The authors develop a practical approach to assess spin equilibrium in neutron stars and apply it to Aql X-1, including numerical modeling with gravitational radiation considerations.

Findings

Aql X-1 has not reached spin equilibrium by disk-magnetosphere interaction alone.

Gravitational radiation from Aql X-1 cannot be confirmed but remains a plausible factor.

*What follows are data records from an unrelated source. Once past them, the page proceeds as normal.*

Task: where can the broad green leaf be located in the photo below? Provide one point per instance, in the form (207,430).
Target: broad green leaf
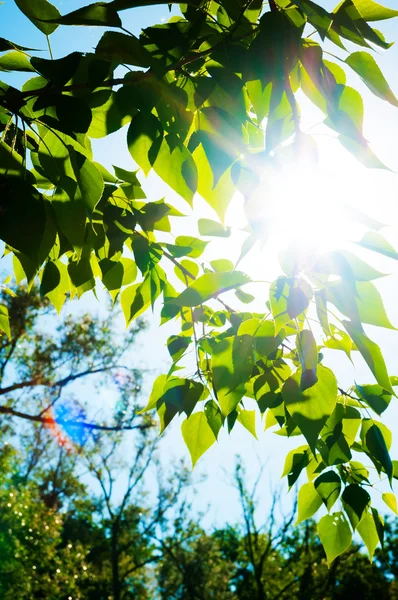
(197,435)
(308,356)
(99,13)
(372,355)
(328,486)
(375,397)
(212,228)
(208,286)
(232,364)
(135,300)
(175,165)
(376,242)
(378,444)
(309,502)
(368,532)
(55,283)
(311,408)
(4,321)
(15,61)
(177,345)
(38,12)
(144,137)
(122,48)
(213,416)
(366,67)
(356,502)
(372,11)
(247,418)
(335,535)
(391,501)
(296,460)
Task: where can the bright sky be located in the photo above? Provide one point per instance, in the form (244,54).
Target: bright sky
(339,179)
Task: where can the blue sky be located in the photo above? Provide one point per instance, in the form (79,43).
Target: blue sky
(375,192)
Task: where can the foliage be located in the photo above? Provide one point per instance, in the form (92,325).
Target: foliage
(210,100)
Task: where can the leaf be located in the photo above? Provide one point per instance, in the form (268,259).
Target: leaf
(197,435)
(376,242)
(38,12)
(311,408)
(356,502)
(296,460)
(143,132)
(375,397)
(309,502)
(231,364)
(376,445)
(308,356)
(4,321)
(212,228)
(208,286)
(99,13)
(15,61)
(328,486)
(213,416)
(366,67)
(135,300)
(247,418)
(368,532)
(391,501)
(335,535)
(372,355)
(122,48)
(372,11)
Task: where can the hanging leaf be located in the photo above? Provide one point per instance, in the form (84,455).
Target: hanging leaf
(208,286)
(309,502)
(311,408)
(335,535)
(197,435)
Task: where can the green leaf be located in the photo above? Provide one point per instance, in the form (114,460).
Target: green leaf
(376,444)
(376,242)
(296,460)
(366,67)
(311,408)
(208,286)
(197,435)
(247,418)
(212,228)
(391,501)
(55,283)
(123,49)
(81,276)
(328,486)
(335,535)
(356,502)
(213,416)
(135,300)
(309,502)
(368,532)
(372,355)
(308,356)
(232,364)
(143,132)
(99,13)
(5,321)
(177,345)
(375,397)
(38,12)
(372,11)
(15,61)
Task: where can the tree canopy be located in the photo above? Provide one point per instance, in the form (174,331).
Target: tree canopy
(210,103)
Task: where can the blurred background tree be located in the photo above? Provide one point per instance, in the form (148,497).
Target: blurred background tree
(88,510)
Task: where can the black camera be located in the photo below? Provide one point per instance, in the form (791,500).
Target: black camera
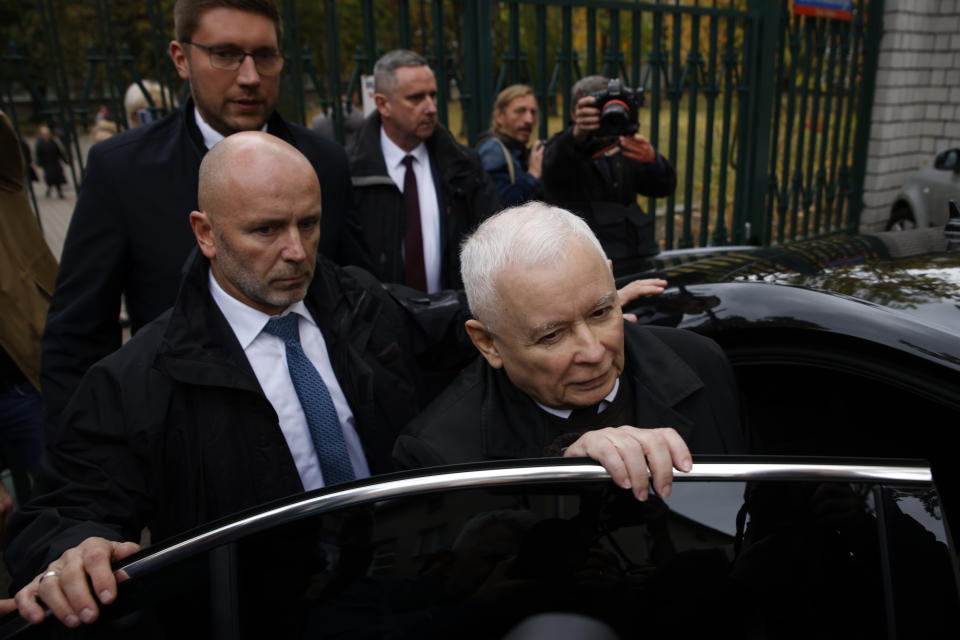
(618,109)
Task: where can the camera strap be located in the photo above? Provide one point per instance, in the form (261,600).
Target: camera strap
(610,150)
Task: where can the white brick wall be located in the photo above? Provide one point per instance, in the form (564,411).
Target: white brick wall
(916,110)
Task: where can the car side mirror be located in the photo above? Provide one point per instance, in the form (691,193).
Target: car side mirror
(948,160)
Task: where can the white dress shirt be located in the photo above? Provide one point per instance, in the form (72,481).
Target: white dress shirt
(427,194)
(210,135)
(268,358)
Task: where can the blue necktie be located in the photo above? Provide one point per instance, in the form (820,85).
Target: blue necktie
(316,403)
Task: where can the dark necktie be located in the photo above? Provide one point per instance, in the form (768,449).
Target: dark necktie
(416,273)
(316,402)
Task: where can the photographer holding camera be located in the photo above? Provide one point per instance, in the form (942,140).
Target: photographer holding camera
(598,166)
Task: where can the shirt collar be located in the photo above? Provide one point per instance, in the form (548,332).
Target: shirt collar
(393,155)
(210,135)
(565,413)
(247,323)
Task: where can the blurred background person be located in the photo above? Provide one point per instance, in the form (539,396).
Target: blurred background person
(137,107)
(600,164)
(49,153)
(27,273)
(514,168)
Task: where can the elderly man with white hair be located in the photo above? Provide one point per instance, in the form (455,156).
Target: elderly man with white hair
(561,370)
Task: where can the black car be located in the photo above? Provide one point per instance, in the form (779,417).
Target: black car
(758,548)
(761,547)
(825,373)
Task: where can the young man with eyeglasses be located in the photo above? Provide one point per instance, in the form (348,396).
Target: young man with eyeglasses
(130,233)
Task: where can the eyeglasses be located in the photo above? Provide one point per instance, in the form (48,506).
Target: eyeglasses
(268,62)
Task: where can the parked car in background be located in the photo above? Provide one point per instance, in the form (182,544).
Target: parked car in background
(922,202)
(847,544)
(750,548)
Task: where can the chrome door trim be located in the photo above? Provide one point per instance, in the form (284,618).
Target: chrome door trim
(441,478)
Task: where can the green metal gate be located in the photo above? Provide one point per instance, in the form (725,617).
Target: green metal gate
(765,115)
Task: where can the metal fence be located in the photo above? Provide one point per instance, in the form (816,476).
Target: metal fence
(764,114)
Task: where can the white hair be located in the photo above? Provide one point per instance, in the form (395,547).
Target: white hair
(531,234)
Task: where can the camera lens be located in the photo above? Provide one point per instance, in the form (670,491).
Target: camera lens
(615,116)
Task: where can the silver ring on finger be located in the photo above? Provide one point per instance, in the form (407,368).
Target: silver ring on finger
(49,574)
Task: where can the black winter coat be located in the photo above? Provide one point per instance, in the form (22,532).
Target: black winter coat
(680,380)
(130,234)
(173,431)
(465,193)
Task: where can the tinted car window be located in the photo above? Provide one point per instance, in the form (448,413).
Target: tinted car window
(766,560)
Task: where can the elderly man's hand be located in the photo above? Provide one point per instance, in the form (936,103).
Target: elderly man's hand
(638,148)
(632,455)
(65,587)
(586,118)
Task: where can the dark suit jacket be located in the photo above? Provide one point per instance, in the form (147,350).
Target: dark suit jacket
(680,380)
(130,234)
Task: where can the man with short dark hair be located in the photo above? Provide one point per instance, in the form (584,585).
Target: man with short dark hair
(599,177)
(561,370)
(273,373)
(418,191)
(129,234)
(514,168)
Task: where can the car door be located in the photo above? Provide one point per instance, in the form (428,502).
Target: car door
(766,549)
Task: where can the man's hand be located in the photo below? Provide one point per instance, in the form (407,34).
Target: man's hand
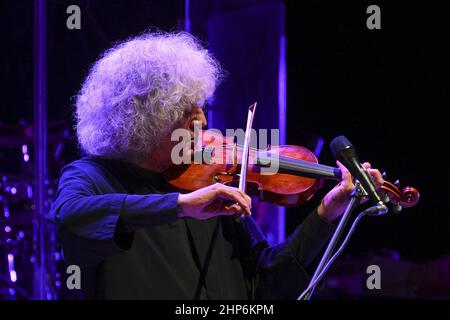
(334,203)
(214,200)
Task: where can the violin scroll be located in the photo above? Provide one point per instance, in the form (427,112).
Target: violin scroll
(401,198)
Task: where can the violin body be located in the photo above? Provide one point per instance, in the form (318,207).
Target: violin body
(297,177)
(285,189)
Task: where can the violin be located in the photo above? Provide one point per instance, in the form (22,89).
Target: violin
(298,177)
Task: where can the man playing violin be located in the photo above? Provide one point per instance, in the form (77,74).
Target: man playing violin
(130,232)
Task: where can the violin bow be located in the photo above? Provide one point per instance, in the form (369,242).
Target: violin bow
(246,148)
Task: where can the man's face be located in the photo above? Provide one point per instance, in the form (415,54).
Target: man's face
(191,119)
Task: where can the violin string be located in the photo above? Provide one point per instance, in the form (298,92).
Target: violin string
(293,164)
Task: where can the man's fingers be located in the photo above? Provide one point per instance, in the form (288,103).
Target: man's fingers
(374,173)
(234,194)
(346,176)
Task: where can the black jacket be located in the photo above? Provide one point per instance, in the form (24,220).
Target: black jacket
(119,223)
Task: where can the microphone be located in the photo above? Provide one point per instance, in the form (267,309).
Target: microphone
(344,151)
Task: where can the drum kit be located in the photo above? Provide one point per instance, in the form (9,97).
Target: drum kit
(19,245)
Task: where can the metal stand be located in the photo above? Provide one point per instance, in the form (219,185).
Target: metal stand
(40,145)
(355,198)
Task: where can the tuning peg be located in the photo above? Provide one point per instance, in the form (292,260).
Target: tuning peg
(397,208)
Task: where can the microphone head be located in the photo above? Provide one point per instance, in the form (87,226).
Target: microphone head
(339,146)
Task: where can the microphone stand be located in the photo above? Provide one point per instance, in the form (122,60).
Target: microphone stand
(355,197)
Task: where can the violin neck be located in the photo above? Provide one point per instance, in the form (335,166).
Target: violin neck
(299,167)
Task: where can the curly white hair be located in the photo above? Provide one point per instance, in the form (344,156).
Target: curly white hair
(138,90)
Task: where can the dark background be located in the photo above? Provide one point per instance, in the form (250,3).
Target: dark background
(386,90)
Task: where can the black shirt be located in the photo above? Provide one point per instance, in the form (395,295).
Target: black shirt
(118,222)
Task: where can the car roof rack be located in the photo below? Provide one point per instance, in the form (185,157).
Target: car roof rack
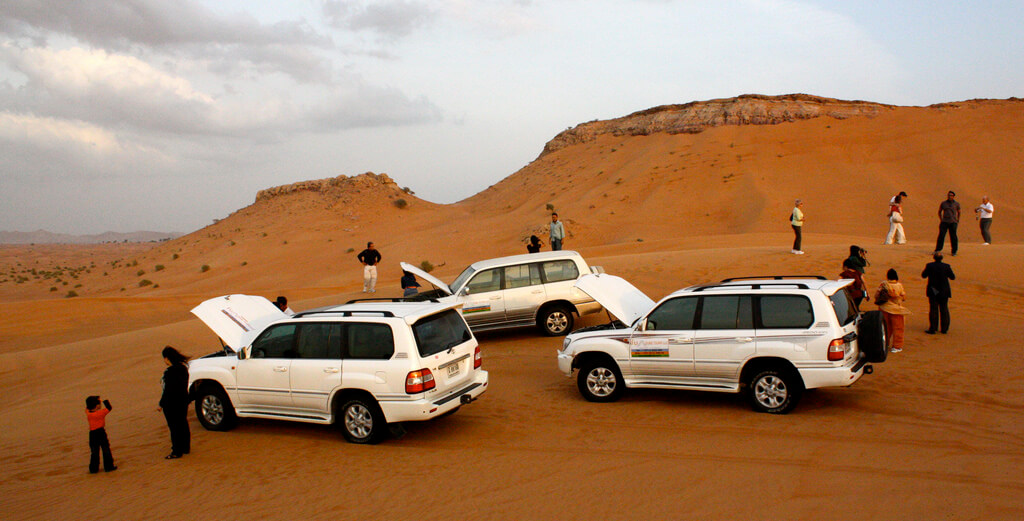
(753,286)
(391,299)
(773,277)
(341,312)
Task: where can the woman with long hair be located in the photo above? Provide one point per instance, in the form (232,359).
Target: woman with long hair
(174,401)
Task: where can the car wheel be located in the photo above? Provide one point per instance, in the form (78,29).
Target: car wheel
(871,337)
(214,409)
(556,320)
(361,421)
(600,381)
(774,391)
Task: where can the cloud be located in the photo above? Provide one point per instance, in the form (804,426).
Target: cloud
(180,28)
(392,18)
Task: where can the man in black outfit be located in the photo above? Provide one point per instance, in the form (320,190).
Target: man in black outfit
(369,257)
(948,220)
(938,273)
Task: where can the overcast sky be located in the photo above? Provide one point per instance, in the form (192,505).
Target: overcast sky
(157,115)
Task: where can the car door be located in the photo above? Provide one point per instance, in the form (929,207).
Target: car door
(663,349)
(315,371)
(523,292)
(263,378)
(724,337)
(483,303)
(783,324)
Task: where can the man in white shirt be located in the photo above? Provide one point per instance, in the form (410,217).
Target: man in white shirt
(984,215)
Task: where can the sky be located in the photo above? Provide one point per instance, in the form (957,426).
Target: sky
(150,115)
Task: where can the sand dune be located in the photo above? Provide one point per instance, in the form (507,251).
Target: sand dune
(937,432)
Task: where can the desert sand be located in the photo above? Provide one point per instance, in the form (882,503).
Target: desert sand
(937,432)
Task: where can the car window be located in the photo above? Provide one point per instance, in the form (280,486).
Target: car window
(488,280)
(318,341)
(790,311)
(439,332)
(673,314)
(275,342)
(369,341)
(845,308)
(560,270)
(521,275)
(726,312)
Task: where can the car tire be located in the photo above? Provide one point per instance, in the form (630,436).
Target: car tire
(361,421)
(555,320)
(214,409)
(600,381)
(774,391)
(871,337)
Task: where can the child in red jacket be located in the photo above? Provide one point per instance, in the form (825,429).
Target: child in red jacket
(97,434)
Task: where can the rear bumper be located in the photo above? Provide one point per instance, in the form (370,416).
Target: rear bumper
(428,407)
(835,377)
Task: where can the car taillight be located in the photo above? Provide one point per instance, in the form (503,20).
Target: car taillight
(837,349)
(419,381)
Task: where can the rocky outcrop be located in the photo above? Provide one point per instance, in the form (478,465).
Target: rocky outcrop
(334,187)
(697,116)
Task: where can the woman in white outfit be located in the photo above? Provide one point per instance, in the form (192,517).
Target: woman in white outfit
(896,222)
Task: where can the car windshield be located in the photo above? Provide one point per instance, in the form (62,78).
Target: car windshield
(461,279)
(846,310)
(440,332)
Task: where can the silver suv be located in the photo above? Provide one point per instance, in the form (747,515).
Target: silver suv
(535,289)
(366,365)
(770,337)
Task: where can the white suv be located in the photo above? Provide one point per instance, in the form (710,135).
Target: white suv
(363,364)
(535,289)
(772,337)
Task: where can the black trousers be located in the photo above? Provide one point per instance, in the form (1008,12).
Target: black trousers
(938,313)
(941,242)
(177,422)
(97,442)
(985,224)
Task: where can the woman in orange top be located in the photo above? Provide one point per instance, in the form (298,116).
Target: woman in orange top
(893,310)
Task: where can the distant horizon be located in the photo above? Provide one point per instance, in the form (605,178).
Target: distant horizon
(142,114)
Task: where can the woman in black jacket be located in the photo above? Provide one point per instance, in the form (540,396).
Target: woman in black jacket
(174,401)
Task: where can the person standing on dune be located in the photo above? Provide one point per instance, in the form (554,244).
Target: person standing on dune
(948,220)
(557,232)
(984,212)
(369,257)
(797,221)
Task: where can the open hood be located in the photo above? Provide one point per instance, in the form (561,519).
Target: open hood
(238,318)
(617,296)
(426,276)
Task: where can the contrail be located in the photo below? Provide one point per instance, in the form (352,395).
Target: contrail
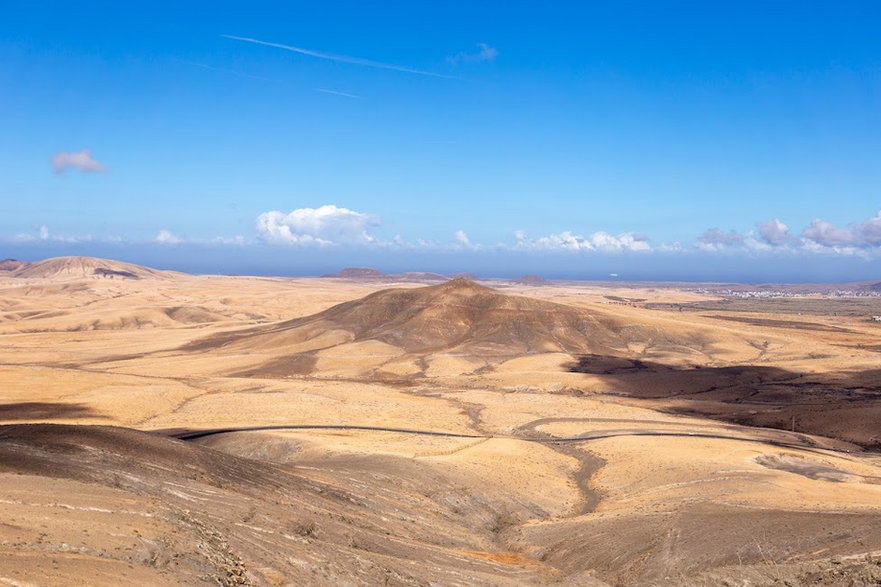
(341,58)
(336,93)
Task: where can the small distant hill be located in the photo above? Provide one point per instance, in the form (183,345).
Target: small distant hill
(86,267)
(11,265)
(357,273)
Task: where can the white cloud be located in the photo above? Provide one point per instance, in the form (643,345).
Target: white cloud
(326,225)
(484,53)
(166,237)
(598,241)
(462,238)
(826,234)
(82,160)
(868,233)
(714,239)
(773,232)
(44,234)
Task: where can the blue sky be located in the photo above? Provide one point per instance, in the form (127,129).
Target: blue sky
(695,140)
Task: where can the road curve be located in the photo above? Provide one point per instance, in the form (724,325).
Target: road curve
(539,440)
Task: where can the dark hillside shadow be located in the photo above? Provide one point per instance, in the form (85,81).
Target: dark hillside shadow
(845,405)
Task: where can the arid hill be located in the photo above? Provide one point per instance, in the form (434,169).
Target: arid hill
(82,267)
(456,315)
(459,324)
(12,265)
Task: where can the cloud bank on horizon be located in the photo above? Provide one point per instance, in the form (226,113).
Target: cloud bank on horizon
(82,160)
(308,132)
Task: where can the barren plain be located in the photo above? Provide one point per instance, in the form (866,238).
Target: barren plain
(163,428)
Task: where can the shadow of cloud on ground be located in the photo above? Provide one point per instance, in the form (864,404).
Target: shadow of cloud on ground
(27,411)
(845,405)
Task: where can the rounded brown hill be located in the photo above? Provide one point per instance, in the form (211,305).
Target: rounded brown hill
(459,315)
(81,267)
(12,265)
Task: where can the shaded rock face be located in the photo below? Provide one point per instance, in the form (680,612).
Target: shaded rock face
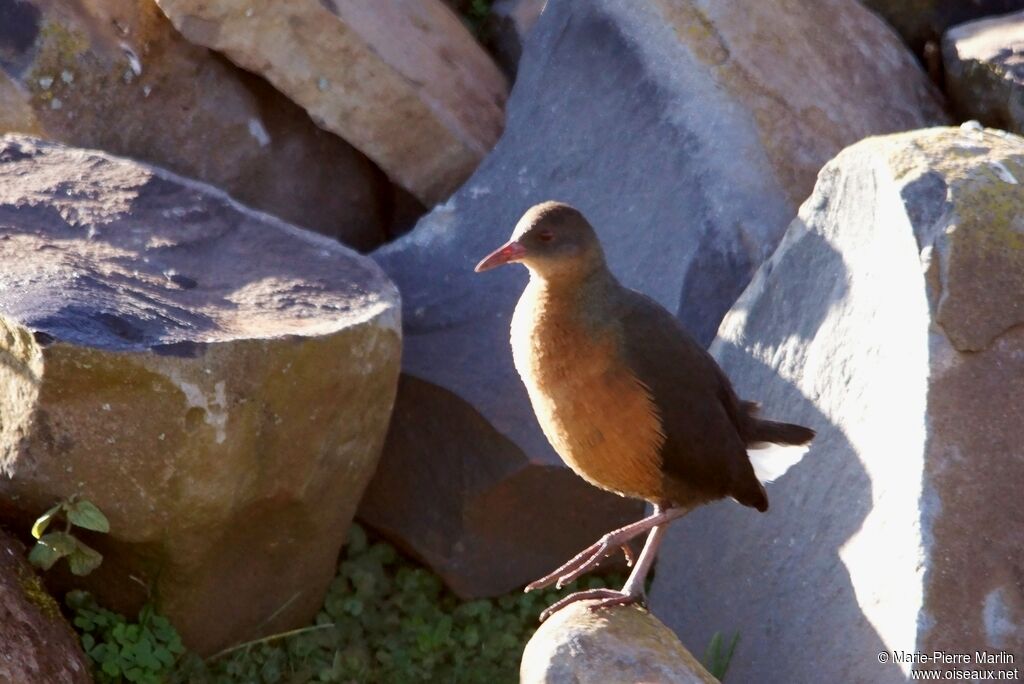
(36,642)
(889,319)
(922,20)
(623,644)
(984,63)
(648,118)
(116,76)
(217,382)
(506,29)
(403,82)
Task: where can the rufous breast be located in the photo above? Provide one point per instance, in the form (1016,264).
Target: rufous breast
(597,416)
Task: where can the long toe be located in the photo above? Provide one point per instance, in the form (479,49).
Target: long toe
(583,562)
(605,596)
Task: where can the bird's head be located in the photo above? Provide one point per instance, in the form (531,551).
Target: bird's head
(553,240)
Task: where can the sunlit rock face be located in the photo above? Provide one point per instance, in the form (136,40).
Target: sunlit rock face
(889,319)
(114,75)
(617,644)
(217,382)
(403,82)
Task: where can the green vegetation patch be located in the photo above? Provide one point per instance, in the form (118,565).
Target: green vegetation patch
(388,620)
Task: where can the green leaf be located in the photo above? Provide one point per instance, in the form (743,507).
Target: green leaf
(85,514)
(84,559)
(43,521)
(61,542)
(43,556)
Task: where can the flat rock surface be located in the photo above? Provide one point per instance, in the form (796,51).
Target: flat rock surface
(116,76)
(621,644)
(36,642)
(217,382)
(984,61)
(688,139)
(889,319)
(404,82)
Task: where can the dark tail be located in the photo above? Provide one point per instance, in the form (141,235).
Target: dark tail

Upper limit on neutron star quadrupole moment is estimated at 1.6×10^37 g·cm^2.

Abstract

Accretion via disks can make neutron stars in low-mass X-ray binaries (LMXBs) fast spinning, and some of these stars are detected as millisecond pulsars. Here we report a practical way to find out if a neutron star in a transient LMXB has reached the spin equilibrium by disk--magnetosphere interaction alone, and if not, to estimate this spin equilibrium frequency. These can be done using specific measurable source luminosities, such as the luminosity corresponding to the transition between the accretion and propeller phases, and the known stellar spin rate. Such a finding can be useful to test if the spin distribution of millisecond pulsars, as well as an observed upper cutoff of their spin rates, can be explained using disk--magnetosphere interaction alone, or additional spin-down mechanisms, such as gravitational radiation, are required. Applying our method, we find that the neutron star in the transient LMXB Aql X--1 has not yet reached the spin equilibrium by disk--magnetosphere interaction alone. We also perform numerical computations, with and without gravitational radiation, to study the spin evolution of Aql X--1 through a series of outbursts and to constrain its properties. While we find that the gravitational wave emission from Aql X--1 cannot be established with certainty, our numerical results show that the gravitational radiation from Aql X--1 is possible, with a $1.6\times10^{37}$ g cm$^2$ upper limit of the neutron star misaligned mass quadrupole moment.